女生們已經在商量了,如果劉思蔓真的決定要結婚可是她父母會同意嗎而且很可能病人自己就不同意,聽劉思蔓的哭訴似乎是不想拖累任何人。
這個電話只有十幾分鐘,何沛媛急于回歸團體,掛電話之前,她第一次用那么溫柔關心的語氣叮囑男朋友今后一定要講究健康飲食。
楊景行起飛前又跟女朋友短信溝通了幾次,除了主團又是一批人到三零六來打聽關心之外沒什么新消息,齊清諾中午都沒回單位。
沒有晚點,楊景行下午四點不到下飛機,開手機就是女朋友的多條短信,消息就比較多了。首先要結婚是劉思蔓自己的想法,除了通知伙伴們還沒跟任何人商量,但顯得深思熟慮而十分堅決。
病人的情況沒有樂觀的余地,癌癥已經擴散到肝臟和腹膜。這個病的癥狀總是難引起重視,往往確診就已經是晚期。

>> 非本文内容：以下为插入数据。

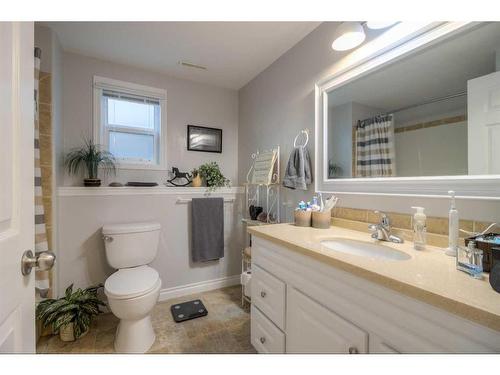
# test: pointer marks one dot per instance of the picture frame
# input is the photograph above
(204, 139)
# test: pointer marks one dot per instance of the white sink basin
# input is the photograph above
(364, 249)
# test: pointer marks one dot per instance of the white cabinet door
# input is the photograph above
(265, 336)
(483, 108)
(312, 328)
(268, 294)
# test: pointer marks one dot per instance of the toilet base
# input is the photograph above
(134, 336)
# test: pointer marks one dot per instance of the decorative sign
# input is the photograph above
(201, 138)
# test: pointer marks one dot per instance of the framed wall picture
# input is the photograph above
(201, 138)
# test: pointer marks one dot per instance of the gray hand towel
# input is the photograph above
(298, 173)
(207, 229)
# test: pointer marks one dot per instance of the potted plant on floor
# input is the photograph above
(213, 176)
(71, 315)
(90, 157)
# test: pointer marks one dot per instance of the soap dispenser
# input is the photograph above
(452, 227)
(419, 229)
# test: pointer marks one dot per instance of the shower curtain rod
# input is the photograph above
(430, 101)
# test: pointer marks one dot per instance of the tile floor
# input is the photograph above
(226, 329)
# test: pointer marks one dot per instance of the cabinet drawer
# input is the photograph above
(268, 294)
(312, 328)
(265, 336)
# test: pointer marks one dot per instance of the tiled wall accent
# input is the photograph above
(436, 225)
(46, 162)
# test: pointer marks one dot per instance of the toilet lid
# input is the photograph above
(131, 282)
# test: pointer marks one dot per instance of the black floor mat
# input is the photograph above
(188, 310)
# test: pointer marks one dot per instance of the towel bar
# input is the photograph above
(187, 200)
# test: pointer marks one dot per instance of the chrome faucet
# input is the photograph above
(382, 230)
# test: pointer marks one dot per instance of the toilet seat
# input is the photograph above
(133, 282)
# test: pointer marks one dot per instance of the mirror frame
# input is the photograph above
(368, 61)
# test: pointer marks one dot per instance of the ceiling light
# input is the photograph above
(188, 64)
(348, 36)
(377, 25)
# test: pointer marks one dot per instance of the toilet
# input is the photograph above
(134, 288)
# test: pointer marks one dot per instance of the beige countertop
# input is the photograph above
(429, 275)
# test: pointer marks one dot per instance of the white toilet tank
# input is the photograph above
(131, 244)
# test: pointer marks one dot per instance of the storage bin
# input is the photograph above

家人和女朋友也想騙著病人,想說還是初期還能治愈,可病人總之笑著說知道自己的情況,讓親人的善意謊言再難以說出口。
齊清諾跟劉思蔓聊了很多卻沒去探望病人,但聽劉思蔓說男朋友的精神意志還很不錯,本來就是個很堅韌的男人,可是病人母親已經數次哭得暈死過去。
劉思蔓還想跟男朋友求婚呢,齊清諾的建議是先跟家人商量,然后伙伴們特沒討論出合理辦法或者正確結論。
楊景行是提著行李走進民族樂團的,門衛好像還不知道有情況,熱情跟楊顧問打招呼并建議放心存放箱子。
顧問健步如飛,沒怎么搭理眼尖的樂務直接上小樓。辦公室里坐著何沛媛、年晴、王蕊和于菲菲,王蕊跟于菲菲說話很小聲,看見了阿怪依然是臉上沒笑容眼睛無神采,無關緊要地告知伙伴“來了。”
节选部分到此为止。